- Color of berry skin: Green
- Species: Vitis vinifera
- Also called: Meresnik
- Origin: Albania
- Notable wines: Mereshnik wine
- Breeding institute: IKPFV
- Formation of seeds: Seeded
- VIVC number: 26426

= Mereshnik =

Albanian grape variety

Mereshnik (also spelled Meresnik) is a rare white grape cultivar traditionally grown in Albania. It is primarily used as a table grape and belongs to the group of aromatic, Muscat-type varieties. The grape is distinguished by its pronounced fragrance, often described as musky or perfumed.

==Etymology==
The grape's name is associated with the obsolete Albanian word mereshnik, meaning “aroma” or “fragrance”, which derives from meresh, a term referring to scent or smell.

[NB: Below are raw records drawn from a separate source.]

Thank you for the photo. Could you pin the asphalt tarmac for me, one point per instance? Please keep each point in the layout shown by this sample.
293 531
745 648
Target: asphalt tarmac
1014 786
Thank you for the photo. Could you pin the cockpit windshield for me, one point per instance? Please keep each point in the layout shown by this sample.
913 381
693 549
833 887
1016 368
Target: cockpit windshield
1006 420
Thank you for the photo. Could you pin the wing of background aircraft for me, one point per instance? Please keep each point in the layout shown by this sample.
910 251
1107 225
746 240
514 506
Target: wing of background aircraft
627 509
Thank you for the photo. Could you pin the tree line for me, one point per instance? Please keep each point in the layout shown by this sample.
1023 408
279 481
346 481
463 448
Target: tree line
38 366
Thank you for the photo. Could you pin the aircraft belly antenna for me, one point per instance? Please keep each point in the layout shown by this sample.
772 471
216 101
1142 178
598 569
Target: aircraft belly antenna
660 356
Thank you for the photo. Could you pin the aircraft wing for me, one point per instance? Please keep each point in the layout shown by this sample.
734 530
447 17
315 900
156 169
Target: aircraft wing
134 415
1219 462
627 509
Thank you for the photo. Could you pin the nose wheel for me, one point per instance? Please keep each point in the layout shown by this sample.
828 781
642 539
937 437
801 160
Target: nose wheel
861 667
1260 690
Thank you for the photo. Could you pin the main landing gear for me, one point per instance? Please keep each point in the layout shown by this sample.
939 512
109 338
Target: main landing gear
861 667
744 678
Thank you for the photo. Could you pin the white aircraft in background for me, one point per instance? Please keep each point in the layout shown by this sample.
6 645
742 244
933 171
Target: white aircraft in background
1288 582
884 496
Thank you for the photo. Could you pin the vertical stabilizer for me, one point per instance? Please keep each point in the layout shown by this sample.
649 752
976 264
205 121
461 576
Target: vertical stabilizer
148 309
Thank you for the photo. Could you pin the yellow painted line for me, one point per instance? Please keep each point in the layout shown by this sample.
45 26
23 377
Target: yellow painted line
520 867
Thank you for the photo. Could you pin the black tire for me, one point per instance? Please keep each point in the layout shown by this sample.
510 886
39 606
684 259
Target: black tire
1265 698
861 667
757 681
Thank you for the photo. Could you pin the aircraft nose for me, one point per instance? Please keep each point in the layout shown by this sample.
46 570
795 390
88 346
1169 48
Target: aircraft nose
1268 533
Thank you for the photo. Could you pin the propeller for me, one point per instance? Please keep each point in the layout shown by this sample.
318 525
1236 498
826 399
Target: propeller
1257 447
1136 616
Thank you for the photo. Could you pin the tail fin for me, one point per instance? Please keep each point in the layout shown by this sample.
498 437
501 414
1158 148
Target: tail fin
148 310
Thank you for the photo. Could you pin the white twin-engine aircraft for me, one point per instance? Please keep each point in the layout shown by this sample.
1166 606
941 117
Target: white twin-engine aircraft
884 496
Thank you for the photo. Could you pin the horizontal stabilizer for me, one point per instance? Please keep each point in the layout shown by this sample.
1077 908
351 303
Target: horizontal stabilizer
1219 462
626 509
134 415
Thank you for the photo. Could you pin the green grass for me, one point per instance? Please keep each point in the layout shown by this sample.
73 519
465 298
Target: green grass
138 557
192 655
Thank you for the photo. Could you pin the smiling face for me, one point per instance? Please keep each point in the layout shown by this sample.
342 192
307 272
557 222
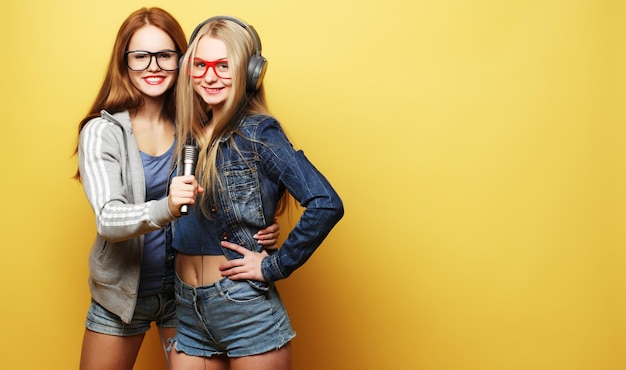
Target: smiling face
153 81
213 89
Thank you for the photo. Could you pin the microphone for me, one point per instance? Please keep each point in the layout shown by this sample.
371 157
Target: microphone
190 159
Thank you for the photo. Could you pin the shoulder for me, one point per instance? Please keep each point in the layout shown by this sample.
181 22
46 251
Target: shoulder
253 125
107 122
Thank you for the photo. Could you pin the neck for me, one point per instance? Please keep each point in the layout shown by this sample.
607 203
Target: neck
151 110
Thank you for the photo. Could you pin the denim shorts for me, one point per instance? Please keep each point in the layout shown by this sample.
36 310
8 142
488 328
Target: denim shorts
158 308
230 317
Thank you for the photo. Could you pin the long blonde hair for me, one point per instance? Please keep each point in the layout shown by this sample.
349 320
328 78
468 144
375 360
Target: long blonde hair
194 113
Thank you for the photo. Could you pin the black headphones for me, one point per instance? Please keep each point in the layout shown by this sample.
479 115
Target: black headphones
257 65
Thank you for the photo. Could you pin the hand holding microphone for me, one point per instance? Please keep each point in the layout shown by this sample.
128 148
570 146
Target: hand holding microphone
190 159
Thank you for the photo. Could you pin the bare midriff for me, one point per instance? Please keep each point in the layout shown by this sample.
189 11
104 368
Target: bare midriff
199 270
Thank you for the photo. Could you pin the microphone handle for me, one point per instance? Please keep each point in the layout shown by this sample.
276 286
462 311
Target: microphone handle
190 158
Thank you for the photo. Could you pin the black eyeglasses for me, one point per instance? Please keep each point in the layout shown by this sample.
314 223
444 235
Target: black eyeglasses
139 60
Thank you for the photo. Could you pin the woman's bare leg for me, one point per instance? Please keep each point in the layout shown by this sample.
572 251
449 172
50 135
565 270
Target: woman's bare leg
273 360
182 361
109 352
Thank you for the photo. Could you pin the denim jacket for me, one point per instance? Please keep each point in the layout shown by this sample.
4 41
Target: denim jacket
255 173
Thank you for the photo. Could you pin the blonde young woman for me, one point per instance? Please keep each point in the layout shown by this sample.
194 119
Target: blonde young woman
125 150
230 313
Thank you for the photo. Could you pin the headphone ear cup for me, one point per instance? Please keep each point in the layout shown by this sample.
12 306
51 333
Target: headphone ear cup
256 71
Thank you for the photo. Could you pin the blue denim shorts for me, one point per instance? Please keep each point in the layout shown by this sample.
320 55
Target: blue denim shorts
230 317
158 308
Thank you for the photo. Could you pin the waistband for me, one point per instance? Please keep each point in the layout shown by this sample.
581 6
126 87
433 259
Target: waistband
207 291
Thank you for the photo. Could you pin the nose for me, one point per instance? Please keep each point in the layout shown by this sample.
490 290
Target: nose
210 74
153 66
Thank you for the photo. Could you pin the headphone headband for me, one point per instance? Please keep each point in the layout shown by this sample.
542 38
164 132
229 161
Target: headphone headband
257 64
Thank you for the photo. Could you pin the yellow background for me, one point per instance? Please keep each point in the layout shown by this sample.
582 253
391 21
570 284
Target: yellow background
478 146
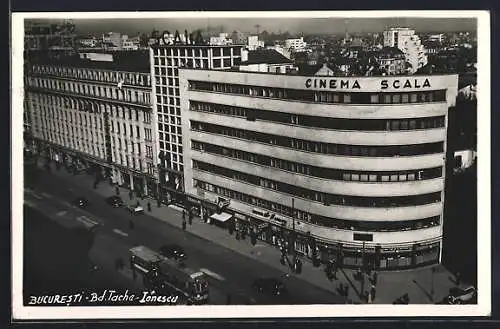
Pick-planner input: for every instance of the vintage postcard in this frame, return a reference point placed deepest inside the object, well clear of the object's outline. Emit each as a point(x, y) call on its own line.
point(250, 164)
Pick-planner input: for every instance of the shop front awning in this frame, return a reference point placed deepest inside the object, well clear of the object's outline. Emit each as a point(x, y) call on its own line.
point(222, 217)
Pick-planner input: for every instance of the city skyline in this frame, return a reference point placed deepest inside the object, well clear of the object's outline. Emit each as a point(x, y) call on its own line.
point(251, 170)
point(332, 25)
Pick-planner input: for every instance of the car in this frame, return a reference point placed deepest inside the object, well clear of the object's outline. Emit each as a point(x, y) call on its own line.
point(462, 295)
point(135, 208)
point(269, 286)
point(173, 251)
point(81, 202)
point(114, 201)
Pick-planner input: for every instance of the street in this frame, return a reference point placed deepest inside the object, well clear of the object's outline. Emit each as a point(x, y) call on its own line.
point(230, 273)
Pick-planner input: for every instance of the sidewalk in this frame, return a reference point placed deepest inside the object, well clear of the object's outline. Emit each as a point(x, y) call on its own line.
point(418, 284)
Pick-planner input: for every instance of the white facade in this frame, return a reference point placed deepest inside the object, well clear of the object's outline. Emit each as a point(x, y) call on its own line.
point(165, 64)
point(222, 39)
point(102, 116)
point(89, 42)
point(245, 141)
point(267, 68)
point(281, 50)
point(409, 43)
point(296, 45)
point(113, 38)
point(254, 43)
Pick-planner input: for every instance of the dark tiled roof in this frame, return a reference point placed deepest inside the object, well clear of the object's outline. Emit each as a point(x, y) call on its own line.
point(467, 79)
point(131, 61)
point(267, 56)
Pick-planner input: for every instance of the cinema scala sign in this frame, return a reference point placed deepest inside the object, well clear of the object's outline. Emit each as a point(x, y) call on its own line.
point(355, 84)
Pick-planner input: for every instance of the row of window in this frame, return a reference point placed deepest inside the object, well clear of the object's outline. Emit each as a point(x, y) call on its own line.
point(355, 225)
point(82, 119)
point(164, 100)
point(136, 79)
point(174, 129)
point(172, 110)
point(321, 122)
point(167, 91)
point(118, 111)
point(320, 172)
point(318, 147)
point(64, 117)
point(74, 142)
point(173, 119)
point(321, 96)
point(128, 146)
point(326, 198)
point(172, 148)
point(112, 93)
point(127, 161)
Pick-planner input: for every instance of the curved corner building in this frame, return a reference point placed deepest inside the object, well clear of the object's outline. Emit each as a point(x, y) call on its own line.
point(354, 166)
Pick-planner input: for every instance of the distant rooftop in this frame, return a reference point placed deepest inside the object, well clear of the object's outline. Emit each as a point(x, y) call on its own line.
point(129, 61)
point(268, 56)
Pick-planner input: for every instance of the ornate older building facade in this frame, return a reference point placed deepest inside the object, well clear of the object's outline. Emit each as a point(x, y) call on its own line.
point(350, 169)
point(93, 112)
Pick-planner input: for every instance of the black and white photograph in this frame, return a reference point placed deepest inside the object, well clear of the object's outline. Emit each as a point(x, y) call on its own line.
point(250, 164)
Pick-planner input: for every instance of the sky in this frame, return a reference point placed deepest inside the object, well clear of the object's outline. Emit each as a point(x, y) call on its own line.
point(292, 25)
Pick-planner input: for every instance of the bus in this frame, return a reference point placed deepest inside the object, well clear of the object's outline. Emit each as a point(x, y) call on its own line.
point(164, 274)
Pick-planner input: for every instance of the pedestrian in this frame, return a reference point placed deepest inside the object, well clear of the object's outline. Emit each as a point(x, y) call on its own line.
point(119, 264)
point(373, 290)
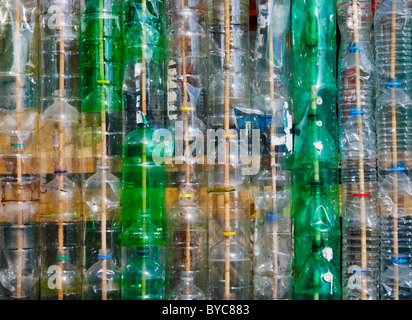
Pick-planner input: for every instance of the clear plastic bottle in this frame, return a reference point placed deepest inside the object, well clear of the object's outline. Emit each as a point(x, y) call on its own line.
point(318, 280)
point(61, 236)
point(143, 276)
point(393, 115)
point(395, 198)
point(144, 63)
point(347, 26)
point(93, 202)
point(229, 91)
point(186, 289)
point(398, 58)
point(272, 248)
point(186, 58)
point(271, 95)
point(103, 270)
point(357, 149)
point(360, 248)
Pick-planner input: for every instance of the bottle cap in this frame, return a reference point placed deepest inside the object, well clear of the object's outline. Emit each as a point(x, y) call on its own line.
point(399, 168)
point(355, 47)
point(393, 83)
point(354, 111)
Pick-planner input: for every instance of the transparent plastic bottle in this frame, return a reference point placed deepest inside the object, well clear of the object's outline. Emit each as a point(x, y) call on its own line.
point(61, 239)
point(143, 275)
point(272, 248)
point(347, 26)
point(186, 58)
point(396, 58)
point(144, 63)
point(93, 278)
point(186, 289)
point(187, 247)
point(356, 66)
point(19, 159)
point(229, 101)
point(357, 149)
point(395, 196)
point(93, 202)
point(360, 248)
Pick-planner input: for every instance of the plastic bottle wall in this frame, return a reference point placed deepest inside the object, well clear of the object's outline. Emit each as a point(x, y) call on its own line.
point(205, 150)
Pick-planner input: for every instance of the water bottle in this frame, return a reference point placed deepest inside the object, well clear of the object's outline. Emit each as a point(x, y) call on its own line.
point(346, 17)
point(394, 61)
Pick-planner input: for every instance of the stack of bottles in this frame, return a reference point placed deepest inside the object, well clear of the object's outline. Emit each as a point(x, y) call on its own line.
point(186, 220)
point(101, 145)
point(357, 139)
point(272, 192)
point(61, 197)
point(19, 172)
point(143, 177)
point(393, 120)
point(229, 96)
point(315, 167)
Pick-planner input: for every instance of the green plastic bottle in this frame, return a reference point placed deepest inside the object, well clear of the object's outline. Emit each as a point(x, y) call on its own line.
point(316, 161)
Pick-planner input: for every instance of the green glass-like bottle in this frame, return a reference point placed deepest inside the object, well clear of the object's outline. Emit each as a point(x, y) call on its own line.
point(316, 161)
point(318, 280)
point(143, 176)
point(143, 215)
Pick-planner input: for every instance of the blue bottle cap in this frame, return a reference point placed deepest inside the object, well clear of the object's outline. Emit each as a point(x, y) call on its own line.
point(355, 47)
point(393, 83)
point(399, 168)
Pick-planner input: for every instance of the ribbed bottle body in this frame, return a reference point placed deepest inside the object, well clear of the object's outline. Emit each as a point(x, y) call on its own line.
point(229, 103)
point(316, 162)
point(271, 187)
point(143, 176)
point(19, 158)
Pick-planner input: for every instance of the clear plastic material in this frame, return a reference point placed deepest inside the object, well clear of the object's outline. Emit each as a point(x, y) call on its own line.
point(60, 137)
point(393, 112)
point(347, 27)
point(143, 177)
point(186, 219)
point(104, 270)
point(61, 239)
point(272, 194)
point(187, 247)
point(397, 58)
point(186, 58)
point(19, 172)
point(395, 198)
point(144, 65)
point(101, 71)
point(360, 247)
point(316, 161)
point(229, 101)
point(355, 84)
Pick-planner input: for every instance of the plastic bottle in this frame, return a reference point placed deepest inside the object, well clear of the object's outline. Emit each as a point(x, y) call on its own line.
point(395, 196)
point(229, 96)
point(92, 287)
point(319, 280)
point(347, 28)
point(359, 282)
point(19, 174)
point(393, 58)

Meresh has also been linked to South Slavic languages, including Bulgarian miriz and miris ("smell, scent") and Croatian miris ("fragrance, scent; perfume"). These words have further been traced to the Greek μύρισα (mýrisa), the aorist of μυρίζω (myrízo), "to smell".

Seemingly, the name may have originated as a descriptive reference to the cultivar's strongly aromatic, Muscat-like character.

==Ampelography==
Mereshnik is a white-berried cultivar classified as a table grape and forms part of the grapevine collection preserved at the Albanian Fruit Science Institute (IKPFV) in Vlorë.